Endpoint security is the practice of providing protection for endpoints or entry points of end-user devices that is part of a network, whether on premise or in the cloud, from infection and exploitation by sophisticated malware, ever evolving zero-day threats or advanced persistent threats(APTs).
Because endpoints are vulnerable points of entry for exploits and malware, they are primary targets of malicious actors. As such, endpoint security is often viewed as an organization’s frontline of defense against hackers, intentional and accidental insider threats and usually is of primary concern when securing an organization’s network.
Hackers are always devising new methods of breaching an organization’s security, tricking employees into providing access to personally identifiable information (PII) and the organization’s proprietary data that is then stolen and usually used for illegal purposes.
As a result endpoint security has evolved from traditional antivirus software to more sophisticated next-generation platforms employing advanced technology, such as AI, that provide more effective endpoint detection and response solutions.
Artificial Intelligence (AI) within endpoint security
Artificial Intelligence (AI) within endpoint security is advanced technology that combined with machine learning is able to detect threats in real-time and provide effective protection for endpoints.
AI threat intelligence solutions gather data from sources such as social media and open-source security databases. Using machine learning algorithms it learns to recognize patterns and predict potential threats by analyzing past and present data. AI threat intelligence solutions enables the EDR to quickly identify zero-day threats because the collection of data and resulting communications are performed in real-time and is shared immediately with providers of security tools that guard against emerging threats.
Antivirus vs. Endpoint protection
Traditional Antivirus (AV) software is installed on endpoint devices such as desktops, laptops, tablets, smart-phones etc. It routinely scans files and emails on the endpoint devices for malware in the form of virus payloads.
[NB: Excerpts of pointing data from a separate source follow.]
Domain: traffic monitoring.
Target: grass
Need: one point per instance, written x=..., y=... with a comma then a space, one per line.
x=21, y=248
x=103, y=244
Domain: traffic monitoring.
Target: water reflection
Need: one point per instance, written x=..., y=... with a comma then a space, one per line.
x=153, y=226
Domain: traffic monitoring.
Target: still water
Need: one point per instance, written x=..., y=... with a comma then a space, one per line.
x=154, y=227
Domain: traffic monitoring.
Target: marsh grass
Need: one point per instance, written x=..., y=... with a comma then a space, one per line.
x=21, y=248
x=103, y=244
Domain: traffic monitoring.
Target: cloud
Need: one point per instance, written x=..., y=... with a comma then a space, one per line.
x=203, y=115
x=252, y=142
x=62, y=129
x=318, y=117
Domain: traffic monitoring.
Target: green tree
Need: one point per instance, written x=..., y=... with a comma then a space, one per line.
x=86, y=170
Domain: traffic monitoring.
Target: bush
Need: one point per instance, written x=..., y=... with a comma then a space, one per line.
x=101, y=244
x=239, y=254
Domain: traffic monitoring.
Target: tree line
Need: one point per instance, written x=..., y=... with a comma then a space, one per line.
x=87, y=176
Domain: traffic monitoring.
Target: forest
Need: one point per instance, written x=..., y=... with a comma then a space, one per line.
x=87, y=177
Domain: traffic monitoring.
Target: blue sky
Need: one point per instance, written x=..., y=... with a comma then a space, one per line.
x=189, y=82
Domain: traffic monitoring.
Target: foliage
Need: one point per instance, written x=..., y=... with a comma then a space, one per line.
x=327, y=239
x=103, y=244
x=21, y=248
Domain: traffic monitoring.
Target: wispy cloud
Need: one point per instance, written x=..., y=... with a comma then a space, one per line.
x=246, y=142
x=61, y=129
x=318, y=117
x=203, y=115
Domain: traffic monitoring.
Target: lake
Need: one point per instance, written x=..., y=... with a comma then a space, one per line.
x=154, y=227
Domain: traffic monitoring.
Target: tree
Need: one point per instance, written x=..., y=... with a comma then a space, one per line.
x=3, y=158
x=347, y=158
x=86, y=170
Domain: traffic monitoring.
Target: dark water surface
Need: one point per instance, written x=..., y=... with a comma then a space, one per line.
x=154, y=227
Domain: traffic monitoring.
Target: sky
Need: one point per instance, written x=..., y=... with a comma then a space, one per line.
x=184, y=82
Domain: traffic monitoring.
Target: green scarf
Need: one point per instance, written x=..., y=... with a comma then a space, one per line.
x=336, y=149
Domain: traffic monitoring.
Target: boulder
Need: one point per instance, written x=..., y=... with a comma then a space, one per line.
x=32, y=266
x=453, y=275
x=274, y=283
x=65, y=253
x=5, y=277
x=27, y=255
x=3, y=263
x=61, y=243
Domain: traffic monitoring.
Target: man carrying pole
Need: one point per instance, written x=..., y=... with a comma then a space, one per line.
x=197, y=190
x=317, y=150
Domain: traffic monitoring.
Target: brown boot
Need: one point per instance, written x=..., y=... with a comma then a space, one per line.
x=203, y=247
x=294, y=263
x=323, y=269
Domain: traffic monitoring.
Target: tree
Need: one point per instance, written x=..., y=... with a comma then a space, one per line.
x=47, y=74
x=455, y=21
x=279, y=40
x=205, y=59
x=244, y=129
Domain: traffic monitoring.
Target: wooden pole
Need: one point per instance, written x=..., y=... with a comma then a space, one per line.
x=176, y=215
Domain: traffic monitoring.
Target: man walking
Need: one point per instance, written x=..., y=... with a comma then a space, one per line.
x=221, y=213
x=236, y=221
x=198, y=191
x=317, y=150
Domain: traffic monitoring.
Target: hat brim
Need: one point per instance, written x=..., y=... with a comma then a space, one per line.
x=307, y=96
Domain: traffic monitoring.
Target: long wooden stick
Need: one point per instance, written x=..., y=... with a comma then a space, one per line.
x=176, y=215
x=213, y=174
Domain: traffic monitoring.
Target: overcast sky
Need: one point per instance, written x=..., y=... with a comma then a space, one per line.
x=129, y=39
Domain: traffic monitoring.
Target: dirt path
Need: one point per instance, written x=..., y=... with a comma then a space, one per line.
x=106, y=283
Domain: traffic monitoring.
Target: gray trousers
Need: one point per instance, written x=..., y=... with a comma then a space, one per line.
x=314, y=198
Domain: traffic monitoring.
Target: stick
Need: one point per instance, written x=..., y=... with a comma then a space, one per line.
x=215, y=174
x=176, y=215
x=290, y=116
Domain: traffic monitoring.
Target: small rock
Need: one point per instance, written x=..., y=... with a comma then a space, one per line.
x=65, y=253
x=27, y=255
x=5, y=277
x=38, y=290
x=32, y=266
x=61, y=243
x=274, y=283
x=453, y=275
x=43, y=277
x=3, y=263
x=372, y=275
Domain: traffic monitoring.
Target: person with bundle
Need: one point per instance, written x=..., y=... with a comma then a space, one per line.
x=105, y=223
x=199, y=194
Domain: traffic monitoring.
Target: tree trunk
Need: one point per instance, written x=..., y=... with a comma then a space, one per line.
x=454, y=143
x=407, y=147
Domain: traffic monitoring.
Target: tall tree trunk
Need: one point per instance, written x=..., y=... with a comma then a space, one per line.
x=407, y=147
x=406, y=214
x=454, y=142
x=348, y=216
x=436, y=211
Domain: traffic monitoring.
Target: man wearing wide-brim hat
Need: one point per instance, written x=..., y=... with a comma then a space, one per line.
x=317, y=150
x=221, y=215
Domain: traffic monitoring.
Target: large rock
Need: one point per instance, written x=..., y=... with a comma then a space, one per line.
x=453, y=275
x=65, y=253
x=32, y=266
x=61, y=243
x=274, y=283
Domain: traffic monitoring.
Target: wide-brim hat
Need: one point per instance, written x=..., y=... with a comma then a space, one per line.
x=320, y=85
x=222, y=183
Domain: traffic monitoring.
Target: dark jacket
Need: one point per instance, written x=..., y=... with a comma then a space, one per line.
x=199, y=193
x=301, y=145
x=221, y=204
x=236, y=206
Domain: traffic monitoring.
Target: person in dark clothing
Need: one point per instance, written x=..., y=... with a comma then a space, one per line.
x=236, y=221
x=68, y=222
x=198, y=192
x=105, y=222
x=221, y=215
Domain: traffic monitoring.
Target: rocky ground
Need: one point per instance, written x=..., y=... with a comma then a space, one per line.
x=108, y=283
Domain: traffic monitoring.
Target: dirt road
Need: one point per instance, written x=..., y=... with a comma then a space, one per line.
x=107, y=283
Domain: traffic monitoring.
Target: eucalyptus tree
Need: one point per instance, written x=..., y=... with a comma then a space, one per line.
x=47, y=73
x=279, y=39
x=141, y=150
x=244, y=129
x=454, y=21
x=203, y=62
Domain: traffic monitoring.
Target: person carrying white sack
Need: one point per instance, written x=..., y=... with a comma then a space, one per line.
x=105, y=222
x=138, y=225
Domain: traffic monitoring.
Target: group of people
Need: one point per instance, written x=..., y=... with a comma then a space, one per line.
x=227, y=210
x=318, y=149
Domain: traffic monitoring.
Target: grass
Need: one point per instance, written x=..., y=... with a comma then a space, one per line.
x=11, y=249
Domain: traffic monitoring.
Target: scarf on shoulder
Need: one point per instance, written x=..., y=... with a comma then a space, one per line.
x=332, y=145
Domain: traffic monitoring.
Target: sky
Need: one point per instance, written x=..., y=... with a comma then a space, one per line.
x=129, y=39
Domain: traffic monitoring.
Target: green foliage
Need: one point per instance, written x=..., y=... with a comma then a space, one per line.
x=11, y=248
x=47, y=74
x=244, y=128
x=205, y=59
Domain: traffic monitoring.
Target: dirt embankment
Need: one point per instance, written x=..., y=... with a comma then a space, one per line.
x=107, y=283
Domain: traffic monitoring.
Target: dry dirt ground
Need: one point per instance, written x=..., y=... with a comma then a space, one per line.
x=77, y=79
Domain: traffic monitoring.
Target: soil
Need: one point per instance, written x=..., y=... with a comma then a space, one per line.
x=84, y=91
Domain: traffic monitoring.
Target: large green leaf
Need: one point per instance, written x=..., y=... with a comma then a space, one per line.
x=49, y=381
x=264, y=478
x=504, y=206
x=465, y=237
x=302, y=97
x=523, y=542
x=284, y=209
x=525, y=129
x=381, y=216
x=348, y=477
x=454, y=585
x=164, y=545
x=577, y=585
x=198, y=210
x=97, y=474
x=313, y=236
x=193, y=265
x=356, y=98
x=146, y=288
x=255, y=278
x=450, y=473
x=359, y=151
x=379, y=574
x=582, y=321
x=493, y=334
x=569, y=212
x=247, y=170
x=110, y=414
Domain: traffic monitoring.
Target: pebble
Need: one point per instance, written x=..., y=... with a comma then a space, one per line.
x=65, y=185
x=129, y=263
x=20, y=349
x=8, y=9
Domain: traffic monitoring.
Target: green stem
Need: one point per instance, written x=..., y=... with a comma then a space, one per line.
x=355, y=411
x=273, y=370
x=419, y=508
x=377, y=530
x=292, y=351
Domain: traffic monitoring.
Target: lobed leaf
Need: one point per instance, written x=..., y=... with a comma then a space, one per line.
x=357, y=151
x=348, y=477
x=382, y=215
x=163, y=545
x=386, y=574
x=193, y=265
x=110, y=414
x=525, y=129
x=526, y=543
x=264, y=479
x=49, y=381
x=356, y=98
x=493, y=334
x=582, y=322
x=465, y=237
If an anomaly is detected a comparison is performed using its virus signature and definitions database to determine if executable malicious codes exist within the virus payloads . If a match is found, the antivirus software quarantines or blocks the infected files.
Today’s Endpoint Detection and Response (EDR) solutions, incorporates Antivirus capabilities in combination with firewall functions, anti-malware, Virtual Private Network (VPN) that offer data encryption and Data Loss Prevention (DLP) technologies. Some EDR also comes equipped with a dashboard that provides logging and alerting capabilities for an enhanced view of the endpoint security landscape in real-time.
What is Malware
Malware, or malicious software, is a general description of any type of computer software with malicious intent. Malware infection is the leading cause of security breaches, often leading to ransomware attacks, theft or destruction of data that usually results in lost revenue and in some cases damage to the organization’s reputation or brand.
Traditional antivirus software does not offer a defense against malware, ransomware or spyware. However, most next generation Antivirus (NGAV) solutions include additional security features such as malware and ransomware protection.